Anais is booked for a day out with her social worker tomorrow. She is being taken on a trip to where she was born, to try to help her gain a stronger sense of her own identity. She will then attend an end of ‘Client Care’ review, as her social worker is leaving. No more situations have arisen within the unit as of 5.07 before changeover today.
Angus Everlen
Put the report back down. I’m feeling edgy. I was sitting in bed last night, feeling creepy – the building was too creaky, and I could hear someone crying and I couldn’t work out who it was. The watchtower window had a wee light glowing in it, and the night-nurse came out. She stood there on the top landing looking at all the doors, then she turned around and said something. Like to someone inside the tower.
‘See last night, Angus, was it just the night-nurse on duty?’

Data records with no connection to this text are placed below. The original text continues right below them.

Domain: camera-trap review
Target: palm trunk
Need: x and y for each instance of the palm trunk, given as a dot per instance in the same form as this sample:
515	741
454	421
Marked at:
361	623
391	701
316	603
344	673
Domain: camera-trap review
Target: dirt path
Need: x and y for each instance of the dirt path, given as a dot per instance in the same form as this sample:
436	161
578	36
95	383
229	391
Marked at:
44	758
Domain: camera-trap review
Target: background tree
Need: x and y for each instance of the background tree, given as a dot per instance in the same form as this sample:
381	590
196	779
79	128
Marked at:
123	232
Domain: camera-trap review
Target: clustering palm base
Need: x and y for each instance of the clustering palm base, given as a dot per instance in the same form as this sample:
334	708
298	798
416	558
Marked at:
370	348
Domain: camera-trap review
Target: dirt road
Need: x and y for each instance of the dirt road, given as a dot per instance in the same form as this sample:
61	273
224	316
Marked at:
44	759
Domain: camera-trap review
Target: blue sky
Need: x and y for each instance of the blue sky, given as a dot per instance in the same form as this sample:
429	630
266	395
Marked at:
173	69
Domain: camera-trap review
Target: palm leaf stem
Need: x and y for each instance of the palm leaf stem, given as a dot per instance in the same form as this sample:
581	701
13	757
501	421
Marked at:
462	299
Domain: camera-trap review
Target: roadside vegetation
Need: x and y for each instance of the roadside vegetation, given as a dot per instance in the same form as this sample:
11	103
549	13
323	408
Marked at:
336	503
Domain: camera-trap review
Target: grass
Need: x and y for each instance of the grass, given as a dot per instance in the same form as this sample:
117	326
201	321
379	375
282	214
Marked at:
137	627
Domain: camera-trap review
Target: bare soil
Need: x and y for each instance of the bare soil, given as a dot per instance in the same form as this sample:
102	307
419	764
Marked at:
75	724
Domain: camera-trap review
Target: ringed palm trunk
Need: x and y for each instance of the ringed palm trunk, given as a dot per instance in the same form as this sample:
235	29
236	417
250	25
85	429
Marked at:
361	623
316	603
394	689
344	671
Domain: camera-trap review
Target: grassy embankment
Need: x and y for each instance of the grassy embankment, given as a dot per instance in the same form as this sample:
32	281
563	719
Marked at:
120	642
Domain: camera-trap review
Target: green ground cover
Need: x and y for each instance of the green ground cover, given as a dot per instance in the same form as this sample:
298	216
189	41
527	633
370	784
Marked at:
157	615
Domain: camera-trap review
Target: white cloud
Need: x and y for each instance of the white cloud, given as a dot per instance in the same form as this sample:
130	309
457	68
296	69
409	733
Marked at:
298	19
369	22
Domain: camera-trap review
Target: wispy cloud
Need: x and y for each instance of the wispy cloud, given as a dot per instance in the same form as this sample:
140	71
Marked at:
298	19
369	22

‘Aye, and Brenda, but she was asleep in the staff flat downstairs.’
‘So she was in the watchtower on her own?’
‘Aye, who else would be there, Anais?’
The experiment, Angus. That is who would be there. They’re closing in. I can feel them all the time. The police have been quiet, but they’re biding their time, and PC Craig, in that coma, she knows all about them. They are standing around her bed. Five of them. No noses, matching hats, matching trousers, whispering – let go! They’re coming for me next.
22
IT IS SO weird to step into our lift, to press up, to whizz past our floor, our flat, our stair. I could stop the lift now and go and look at our front door, but then I’d hear other people in there and that wouldn’t be right.
What is in our old flat is this: me and Teresa, sitting on the sofa, eating popcorn and watching a DVD. There is no policeman in the hallway, no Pat grabbing me up and carrying me out the door like a wee wizened blank-eyed monkey.
The lift keeps going up. Past the safe-house. Straight to Pat’s. I haven’t been back to see her – in how long? Years. Look straight up above me and the hatch is still in the roof. I have climbed out that hatch a hundred times, crouched down on the roof and waited in the dark until someone got in and pressed up. Then I’d surf up, arms out, metal wires whizzing by, and when the other lift came up – I’d leap right out.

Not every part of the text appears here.